To put the miracle that is Beckman Coulter in context, consider the following. When I worked as a phlebotomist, I probably saw and helped to treat several hundred, to perhaps a low thousand, patients. When I worked in the laboratory, it was claimed that 80% of treatment decisions made by doctors were based on the data collected in the clinical laboratory, so the job of the laboratory was pretty serious stuff. During my tenure at St. Joseph Hospital, the hospital probably saw and treated patients somewhere in the tens of thousands. (I was always found these numbers hard to believe, until I was actually seeing them being run myself.) Now, consider that the vast majority of the tests that were done in our laboratory were run on Beckman Coulter’s machines. The determined the treatment of almost every patient in the hospital. Between Beckman Coulter and BD (Becton, Dickinson, and Company), their products were used in every aspect of my life for almost two years. Those lab results saved lives, hundreds of them, in our hospital, and Beckman Coulter’s machines are in almost every clinical laboratory in the United States, and in many more around the world. When you add it all up, the Beckman Coulter corporation is responsible for saving or improving hundreds of millions of lives. Here I was in the headquarters of this corporation playing for their Chinese New Year party, and all I could think about was the hundreds of millions of lives the people in front of me had saved because of the work they were doing in that building, and I was the only person that saw that.

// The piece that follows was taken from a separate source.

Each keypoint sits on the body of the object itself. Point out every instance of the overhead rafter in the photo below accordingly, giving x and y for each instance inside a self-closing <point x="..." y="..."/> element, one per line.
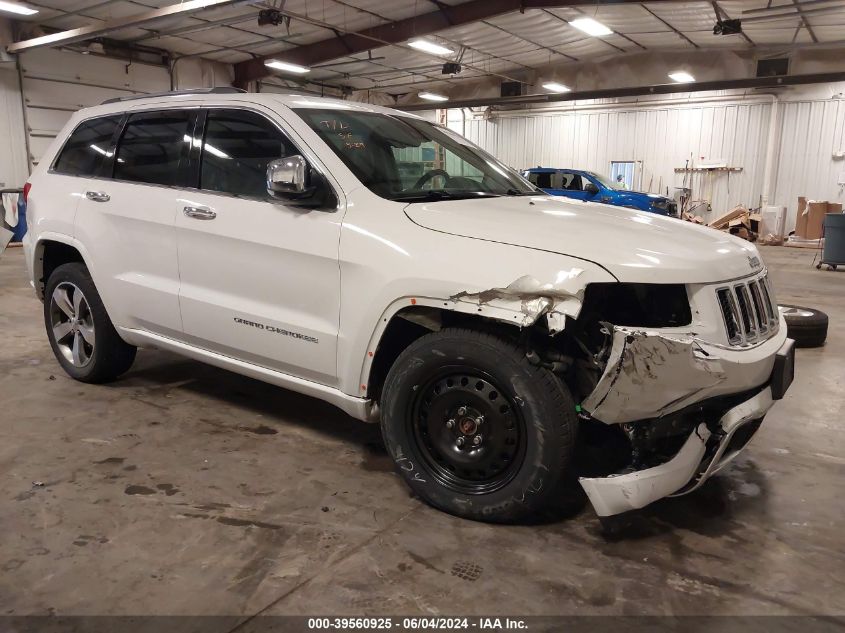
<point x="659" y="89"/>
<point x="804" y="21"/>
<point x="444" y="17"/>
<point x="81" y="34"/>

I suppose it’s simply a factor of our modern world that all these things go unnoticed. If we didn’t live in an abstraction and tried to take in the scope of everything that is surrounding us today, we would never be able to function. I suppose being able to see all these things is why I’m so passionate about the study of economics. It allows me a method to digest the daily miracle of the modern world. I just wish that once in a while, I wasn’t the only person sitting at a window watching airplanes.